Quantization-Tutorials

A bunch of coding tutorials for my Youtube videos on Neural Network Quantization.

Resnet-Eager-Mode-Quant:

This is the first coding tutorial. We take the torchvision ResNet model and quantize it entirely from scratch with the PyTorch quantization library, using Eager Mode Quantization.

We discuss common issues one can run into, as well as some interesting but tricky bugs.

Resnet-Eager-Mode-Dynamic-Quant:

TODO

In this tutorial, we do dynamic quantization on a ResNet model. We look at how dynamic quantization works, what the default settings are in PyTorch, and discuss how it differs to static quantization.

How to do FX Graph Mode Quantization (PyTorch ResNet Coding tutorial)

In this tutorial series, we use Torch's FX Graph mode quantization to quantize a ResNet. In the first video, we look at the Directed Acyclic Graph (DAG), and see how the fusing, placement of quantstubs and FloatFunctionals all happen automatically. In the second, we look at some of the intricacies of how quantization interacts with the GraphModule.
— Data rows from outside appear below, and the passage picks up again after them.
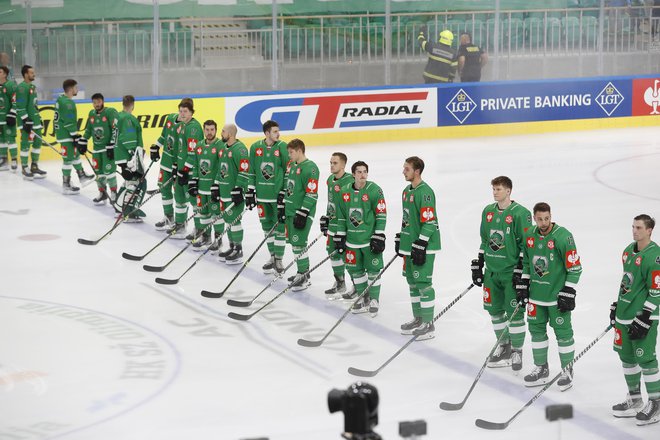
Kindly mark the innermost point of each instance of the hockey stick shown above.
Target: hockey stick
(494, 425)
(270, 232)
(149, 268)
(371, 373)
(240, 317)
(142, 257)
(447, 406)
(236, 303)
(176, 280)
(308, 343)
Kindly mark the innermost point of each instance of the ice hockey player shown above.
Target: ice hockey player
(166, 141)
(417, 243)
(503, 225)
(72, 145)
(127, 151)
(189, 135)
(551, 270)
(635, 319)
(296, 206)
(360, 235)
(100, 129)
(202, 177)
(7, 121)
(268, 162)
(338, 179)
(27, 111)
(230, 186)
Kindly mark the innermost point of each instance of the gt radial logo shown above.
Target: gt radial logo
(461, 106)
(609, 99)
In the third and final video, we look at some more advanced techniques for manipulating and traversing the graph, and use these to discover an alternative to forward hooks, and for fusing BatchNorm layers into their preceding Convs.

Quantization Aware Training

In this tutorial we look at how to do Quantization Aware Training (QAT) on an FX Graph Mode quantized Resnet. We build a small trianing lopp with a mini custom data loader. We also generalise the evaluate function we've been using in our tutorials to generalise to other images. We go looking for and find some of the danges of overfit.

Cross Layer Equalization (CLE)

In this tutorial, we look at Cross-Layer Equalization, a classic data-free method for improving the quantization of one's models. We use a graph-tracing method to find all of the layers we can do CLE on, do CLE, evaluate the results, and then visualize what's happening inside the model.